Максим со своей подругой предпочли заказать чай в подстаканниках, у той же самой проводницы Фаины, с которой они некогда выезжали из Волгограда. Впрочем, сейчас Фаина отличалась сияющим цветом лица и крепким влекущим телосложением, отнюдь не той полнотой, которая так будет огорчать ее впоследствии.

— Давайте в карты играть! — предложила Катюшка. — Вы во что играть любите?

— Я в карты вообще не люблю играть, — ответила Мышка. — Мне нравятся шашки, шахматы и нарды. Но компанию поддержу с удовольствием.

— Давайте в "пьяницу"? — предложил Максим. Мышка засмеялась, вспомнив, как ее незабвенные охранники на даче в Звенигороде резались в "пьяницу".

— Лучше в "девять дураков"! — отозвалась Катюша. — Умеете? Мигом научу!

И они с увлечением принялись играть в эту незамысловатую игру, попутно узнавая друг о друге всё больше.

Только Максим о себе мало говорил, всё больше предпочитал о чудесной природе земли Сибирской речь вести, и Мышка совсем ничего о себе не сказала. Только заметила, что дома, наверное, по ней так соскучились! Зато теперь им станет гораздо легче и проще жить!

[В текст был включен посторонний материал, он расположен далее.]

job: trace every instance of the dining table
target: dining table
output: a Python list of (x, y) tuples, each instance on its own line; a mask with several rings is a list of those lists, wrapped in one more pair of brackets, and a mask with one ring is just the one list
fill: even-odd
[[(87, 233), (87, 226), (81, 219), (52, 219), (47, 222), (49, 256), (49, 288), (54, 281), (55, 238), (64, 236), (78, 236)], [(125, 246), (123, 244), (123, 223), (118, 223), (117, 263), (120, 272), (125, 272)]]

Катюшка внимания не обратила на ее слова, а Максим задумался: ведь Мышка, в тесном общении с которой он провел несколько последних дней, совершенно ничего о своей жизни в последние годы не рассказывала! Только о детстве в деревне да своей любви к лошадям, да еще о том, как неожиданно ей предложили участвовать в этом странном проекте, оказавшемся путешествием в прошлое, тогда она рассчитывала всего лишь съездить в Москву!

Даже имя человека, с которым должна встретиться, она узнала в самый последний момент, в день встречи, из инструкции, которую могла бы и раньше вскрыть, не будь такой честной… Вот потому эти загадочные наниматели и взяли ее на эту работу, что сочли ее слишком честной, но вот будут ли они честны с нею, когда она вернется обратно? Тем более, что она потеряла камеру, на которую должна была снимать свой краткий разговор с высокопоставленным лицом!

Игра тем временем продолжалась. Когда совсем стемнело, Мышка изредка спрашивала у Катьки, сколько времени, и та немедленно отвечала: часы она носила на руке, как и полагалось в добрые старые времена. Играли долго: от "пьяницы" перешли к другим карточным играм, так что время летело стрелой.

Наконец, Катька сказала: "половина двенадцатого" и Мышка заспешила: сыграла еще разок, и заявила, что пойдет спать. У неё — режим строгий! Катька не обиделась, сказала, что завтра доиграют, как проснутся. Максим пошел вслед за Мышкой. Постояли в пустом коридоре. Посмотрели друг на друга. Молча. Так же молча. И она в свое пустое купе вошла.

Но Максим не выдержал: влетел следом, прижал Мышку к себе, погладил за волосы, по щеке, и нежно поцеловал. Она не противилась: сама вцепилась в него мертвой хваткой, начала ответно целовать, яростно и нежно, грубо и играючи. Оказалось, что она отнюдь не новичок в поцелуях, даже лучше Максима умеет целоваться. Он почему-то удивился.

Но тут же забыл о своей мысли, всецело охваченный огнём страсти и желания. Несколько минут они целовались, словно стремясь выразить этим поцелуем все, что сказать не успели. Потом она его оттолкнула от себя. Еще раз чмокнула в щеку и вытолкала прочь из купе. Закрыла дверь на засов и попыталась уснуть.